'Your stomach is in your heart': toxic plants killing cattle in B.C. Rockies
When consumed in large quantity, Larkspur plants are lethal to cattle
Rancher Hugh McLuckie strides onto Crown pasture land at the foot of the Rocky Mountains.
He bends down and points out a cattle killer.
"You're looking at a mature Larkspur plant," McLuckie says.
"There was a flower that's turned into seed pods and they've all exploded and are on the ground somewhere."
This spring, Larkspur and a second toxic, flowering plant called Death Camas have killed a half dozen of McLuckie's purebred cattle on Crown range land between the Rockies and the Purcell mountains. Crown grazing land is used by ranchers who turn cattle out to feed on public lands, often in spring.
McLuckie's family has ranched here for almost a century, yet he's never seen anything like it.
"We went out one morning and checked cows and everything seemed fine, the next morning we went out and found three dead cows.

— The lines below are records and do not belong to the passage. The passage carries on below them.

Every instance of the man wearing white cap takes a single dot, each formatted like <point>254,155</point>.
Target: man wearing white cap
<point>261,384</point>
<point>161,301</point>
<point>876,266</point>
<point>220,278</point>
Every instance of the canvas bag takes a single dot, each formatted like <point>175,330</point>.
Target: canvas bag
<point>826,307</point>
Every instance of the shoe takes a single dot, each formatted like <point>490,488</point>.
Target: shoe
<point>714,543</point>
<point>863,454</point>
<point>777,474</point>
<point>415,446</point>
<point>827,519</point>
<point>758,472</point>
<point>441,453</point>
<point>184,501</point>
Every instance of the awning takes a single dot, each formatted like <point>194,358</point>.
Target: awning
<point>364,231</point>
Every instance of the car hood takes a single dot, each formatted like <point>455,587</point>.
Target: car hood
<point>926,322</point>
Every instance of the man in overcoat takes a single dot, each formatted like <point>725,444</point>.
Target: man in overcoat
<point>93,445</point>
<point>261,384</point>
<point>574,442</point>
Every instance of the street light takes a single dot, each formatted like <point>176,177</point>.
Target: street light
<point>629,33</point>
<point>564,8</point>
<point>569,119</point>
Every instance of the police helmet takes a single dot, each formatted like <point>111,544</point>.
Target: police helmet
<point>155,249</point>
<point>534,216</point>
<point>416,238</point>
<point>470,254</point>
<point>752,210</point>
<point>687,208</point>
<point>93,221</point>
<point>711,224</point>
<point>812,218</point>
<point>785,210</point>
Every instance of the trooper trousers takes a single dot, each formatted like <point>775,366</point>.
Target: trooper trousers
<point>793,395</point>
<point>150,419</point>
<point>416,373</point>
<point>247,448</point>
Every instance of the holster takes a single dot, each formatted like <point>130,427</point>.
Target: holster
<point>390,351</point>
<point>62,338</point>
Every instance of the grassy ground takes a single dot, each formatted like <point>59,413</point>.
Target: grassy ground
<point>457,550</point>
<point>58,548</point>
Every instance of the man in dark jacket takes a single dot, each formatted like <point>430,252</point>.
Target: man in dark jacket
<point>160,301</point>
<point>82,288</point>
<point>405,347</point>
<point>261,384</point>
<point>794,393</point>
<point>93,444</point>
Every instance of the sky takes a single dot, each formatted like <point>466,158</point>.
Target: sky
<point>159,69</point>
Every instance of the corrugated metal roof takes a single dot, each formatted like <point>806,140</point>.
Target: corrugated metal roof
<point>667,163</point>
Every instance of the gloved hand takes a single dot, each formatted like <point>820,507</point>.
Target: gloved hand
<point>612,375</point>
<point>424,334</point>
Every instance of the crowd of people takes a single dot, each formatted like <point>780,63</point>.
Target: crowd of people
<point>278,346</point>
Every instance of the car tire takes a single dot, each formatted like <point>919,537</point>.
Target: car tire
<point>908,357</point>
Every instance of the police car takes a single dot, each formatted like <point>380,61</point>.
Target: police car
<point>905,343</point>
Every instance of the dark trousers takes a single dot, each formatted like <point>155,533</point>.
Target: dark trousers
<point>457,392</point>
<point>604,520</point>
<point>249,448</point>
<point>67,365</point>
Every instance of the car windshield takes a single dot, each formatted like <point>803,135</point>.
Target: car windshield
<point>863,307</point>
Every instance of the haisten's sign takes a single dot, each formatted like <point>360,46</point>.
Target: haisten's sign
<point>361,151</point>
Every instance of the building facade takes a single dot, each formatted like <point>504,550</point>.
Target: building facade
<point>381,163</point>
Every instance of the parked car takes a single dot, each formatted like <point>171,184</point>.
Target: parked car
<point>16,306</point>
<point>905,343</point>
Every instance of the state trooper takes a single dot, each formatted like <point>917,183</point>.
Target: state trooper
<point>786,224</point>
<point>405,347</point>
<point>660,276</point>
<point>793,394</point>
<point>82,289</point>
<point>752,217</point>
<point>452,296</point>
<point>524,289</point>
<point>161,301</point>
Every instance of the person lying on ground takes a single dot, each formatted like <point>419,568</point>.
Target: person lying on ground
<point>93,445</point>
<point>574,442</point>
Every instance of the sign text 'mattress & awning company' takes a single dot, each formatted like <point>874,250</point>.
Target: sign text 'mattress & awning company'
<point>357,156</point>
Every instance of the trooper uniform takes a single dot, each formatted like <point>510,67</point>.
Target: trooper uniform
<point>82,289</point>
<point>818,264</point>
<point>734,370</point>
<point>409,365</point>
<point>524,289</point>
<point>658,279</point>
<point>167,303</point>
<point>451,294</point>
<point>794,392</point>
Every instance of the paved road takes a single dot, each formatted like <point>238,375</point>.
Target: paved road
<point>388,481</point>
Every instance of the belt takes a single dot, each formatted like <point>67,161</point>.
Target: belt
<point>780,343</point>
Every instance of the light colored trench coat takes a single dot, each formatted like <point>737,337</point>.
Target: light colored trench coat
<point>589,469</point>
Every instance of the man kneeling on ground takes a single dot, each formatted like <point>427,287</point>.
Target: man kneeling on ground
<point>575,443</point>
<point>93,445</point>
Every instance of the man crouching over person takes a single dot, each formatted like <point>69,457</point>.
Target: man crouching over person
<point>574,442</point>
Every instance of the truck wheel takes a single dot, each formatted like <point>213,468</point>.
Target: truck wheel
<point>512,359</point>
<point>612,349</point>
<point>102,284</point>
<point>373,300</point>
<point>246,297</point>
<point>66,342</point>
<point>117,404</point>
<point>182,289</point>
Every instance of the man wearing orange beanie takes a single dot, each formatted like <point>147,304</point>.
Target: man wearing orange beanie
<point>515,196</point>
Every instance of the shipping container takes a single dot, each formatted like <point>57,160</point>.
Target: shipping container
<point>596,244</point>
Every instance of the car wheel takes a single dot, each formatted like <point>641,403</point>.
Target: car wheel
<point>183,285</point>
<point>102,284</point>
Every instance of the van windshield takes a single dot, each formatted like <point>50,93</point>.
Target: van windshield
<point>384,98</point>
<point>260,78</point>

"It happened that fast," he said.
McLuckie said three more of his cows succumbed soon after — a difficult loss financially since he runs a cow-calf operation and these mature, pure bred cows would have produced calves for years.
He said it's also hard on ranchers psychologically when otherwise healthy cattle drop dead where they graze.
"Your stomach is in your heart all the time wondering what you are going to see over the next rise," he said.
Native, but deadly
Larkspur and Death Camas are native to this part of southern B.C. and have little effect on wildlife or domestic goats and sheep.
But when consumed in a large quantity, the plants are lethal to cattle.
"In conjunction with the Death Camas, there was Larkspur, which is historically in this country it's here and there in spots," McLuckie said.
"But this year it was absolutely solid no matter where you looked. Almost overnight the Larkspur and the Death Camas seemed to spring up out of the ground."
McLuckie said his neighbour, who is also a rancher, lost five cows right around the same time.
"He had just moved his cows into a pasture north and west of us, and within two days he found five dead cows," he said.
Thriving and toxic
Faye Street with the Kootenay Livestock Association said they've never had a problem like this with Larkspur or Death Camas in B.C.
Street thinks the long, cool spring coupled with lingering snow may have resulted in ideal conditions for the toxic plants to thrive.
She said when entire pastures are covered in them, there's little a rancher can do.
"Spraying is difficult on Crown range, so it's really a tough situation. But boy it hits our industry right where it hurts — in the pocket book."
The Kootenay Livestock Association and ranchers themselves are worried that climate change could make an explosion of toxic plants like these the new normal in southern B.C.
"That's my fear, when you've got so many plants out there this year, they are going to be putting out seeds and if we get another spring like this next year, that is the assumption, it is going to be twice as bad," said Street.
The association has provided area ranchers with information about Death Camas and Larkspur, and are consulting researchers in the western United States, where these two plants kill cattle every year.